Turning next to the claim that Northwestern imprudently retained higher fee share classes of investment options despite the availability of lower fee share classes, the Seventh Circuit was in the first instance influenced by the “similarity” between the share-class claims asserted in Tibble, which survived dismissal, and the share-class claims asserted by plaintiffs in Hughes. The Seventh Circuit then rejected Northwestern’s alternative explanation that it could not have invested in the cheaper institutional share classes because the plan did not satisfy the threshold investment requirements, finding that plaintiffs plausibly alleged that waivers of investment minimums were possible and provided an example of another plan that obtained such a waiver. The court also rejected Northwestern’s “obvious explanation” that the higher fee share classes provided revenue sharing that was rebated to the plans and helped defray the overall recordkeeping fees because this explanation was not “so much more obvious” than plaintiffs’ explanation, particularly since plaintiffs alleged that the plans collectively paid about four to five times more for recordkeeping fees than other plans.
Finally, the Seventh Circuit affirmed dismissal of the claim that offering too many or duplicative investment options caused participants decision paralysis or confusion because plaintiffs did not identify how they were confused or what injury they suffered.
The Seventh Circuit’s decision may prove to be an unfortunate development for plan sponsors and fiduciaries, particularly if other circuits follow suit. As discussed above, the decision appears to reverse what previously appeared to have been a trend favoring tighter controls on excessive fee litigations at the pleading stage, and to possibly suggest that, through more careful and specific pleading, plaintiffs can overcome any obstacles to proceeding to discovery with their claims. Particularly disturbing is the fact that although the Seventh Circuit left plaintiffs with the burden to overcome obvious explanations, it allows plaintiffs to defeat such obvious alternative explanations by merely proffering other potentially plausible explanations. As an example of this standard’s weakness, it is difficult to imagine a more obvious alternative explanation for offering retail share classes of mutual funds than the benefits of revenue sharing that pays for recordkeeping fees, which are not offered by institutional share classes, but the Seventh Circuit was not moved by this obvious explanation.

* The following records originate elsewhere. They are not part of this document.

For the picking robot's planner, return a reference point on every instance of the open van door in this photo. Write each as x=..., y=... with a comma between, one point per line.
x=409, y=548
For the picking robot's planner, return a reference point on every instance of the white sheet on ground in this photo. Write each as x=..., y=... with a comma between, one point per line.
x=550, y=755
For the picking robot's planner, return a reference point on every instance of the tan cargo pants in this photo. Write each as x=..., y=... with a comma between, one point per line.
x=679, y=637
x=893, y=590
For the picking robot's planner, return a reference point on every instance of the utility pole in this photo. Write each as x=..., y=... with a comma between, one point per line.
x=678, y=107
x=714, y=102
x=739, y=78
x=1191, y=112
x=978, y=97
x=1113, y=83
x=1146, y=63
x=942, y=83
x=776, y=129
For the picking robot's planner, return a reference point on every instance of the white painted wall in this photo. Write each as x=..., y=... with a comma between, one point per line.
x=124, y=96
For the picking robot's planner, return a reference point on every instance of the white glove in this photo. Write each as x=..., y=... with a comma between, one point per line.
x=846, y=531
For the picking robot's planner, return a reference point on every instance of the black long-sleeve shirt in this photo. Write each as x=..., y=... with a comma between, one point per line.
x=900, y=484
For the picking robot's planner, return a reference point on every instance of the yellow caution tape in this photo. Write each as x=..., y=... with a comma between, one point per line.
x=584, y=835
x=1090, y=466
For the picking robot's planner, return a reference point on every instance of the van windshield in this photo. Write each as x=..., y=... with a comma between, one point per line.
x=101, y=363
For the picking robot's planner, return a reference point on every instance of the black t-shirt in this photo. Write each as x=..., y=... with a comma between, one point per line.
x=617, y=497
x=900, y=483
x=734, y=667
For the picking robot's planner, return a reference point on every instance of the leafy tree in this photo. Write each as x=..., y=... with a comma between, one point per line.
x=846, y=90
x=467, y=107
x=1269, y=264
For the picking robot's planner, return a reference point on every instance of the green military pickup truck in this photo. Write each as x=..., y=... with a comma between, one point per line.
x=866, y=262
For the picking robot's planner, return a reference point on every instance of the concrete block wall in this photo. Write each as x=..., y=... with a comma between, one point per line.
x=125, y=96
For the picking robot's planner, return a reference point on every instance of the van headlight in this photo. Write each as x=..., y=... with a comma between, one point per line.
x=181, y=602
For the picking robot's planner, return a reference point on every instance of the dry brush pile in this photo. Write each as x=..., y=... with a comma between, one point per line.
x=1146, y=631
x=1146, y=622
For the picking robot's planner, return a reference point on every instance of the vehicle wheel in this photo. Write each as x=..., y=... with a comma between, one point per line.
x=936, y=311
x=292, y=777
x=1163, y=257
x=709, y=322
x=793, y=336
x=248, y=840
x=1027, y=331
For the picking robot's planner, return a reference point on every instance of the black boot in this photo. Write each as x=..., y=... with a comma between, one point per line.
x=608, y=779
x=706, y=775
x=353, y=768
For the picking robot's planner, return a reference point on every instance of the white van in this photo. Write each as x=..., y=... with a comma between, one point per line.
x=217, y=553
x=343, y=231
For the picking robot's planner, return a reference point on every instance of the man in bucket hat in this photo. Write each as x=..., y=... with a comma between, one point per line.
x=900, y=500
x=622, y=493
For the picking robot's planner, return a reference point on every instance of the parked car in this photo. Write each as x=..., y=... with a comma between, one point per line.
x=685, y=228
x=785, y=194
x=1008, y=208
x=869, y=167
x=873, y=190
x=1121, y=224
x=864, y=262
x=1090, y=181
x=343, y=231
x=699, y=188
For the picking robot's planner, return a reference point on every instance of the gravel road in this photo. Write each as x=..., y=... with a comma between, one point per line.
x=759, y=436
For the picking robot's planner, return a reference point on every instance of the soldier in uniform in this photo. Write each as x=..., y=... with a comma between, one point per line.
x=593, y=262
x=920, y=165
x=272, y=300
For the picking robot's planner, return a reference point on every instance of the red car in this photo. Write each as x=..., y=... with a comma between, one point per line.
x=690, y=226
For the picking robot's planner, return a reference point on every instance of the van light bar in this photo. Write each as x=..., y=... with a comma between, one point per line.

Tempering these concerns somewhat is the fact that the same circuit that rendered this decision also dismissed recordkeeping claims in Albert v. Oshkosh, in which plaintiff brought excessive recordkeeping fee claims where the plan allegedly paid $87 per participant and invested in allegedly expensive and poorly performing funds. In purporting to distinguish Albert, the court seized on a number of facts and circumstances unique to this case, including a more significant recordkeeping fee disparity and that the alternative explanations proffered by defendants were specifically refuted by the pleadings. That being said, the court essentially credited allegations that could be (and have been) made in every case and, if followed by other circuits, could provide the plaintiffs’ bar with a roadmap on how to plead dismissal-proof excessive recordkeeping fee claims in the future.
Our reading of the Seventh Circuit’s decision in Hughes, particularly in the wake of Albert and some of the dismissals in other jurisdictions, leaves us with the impression that we will continue to see seemingly irreconcilable rulings until there is further clarity from the Supreme Court.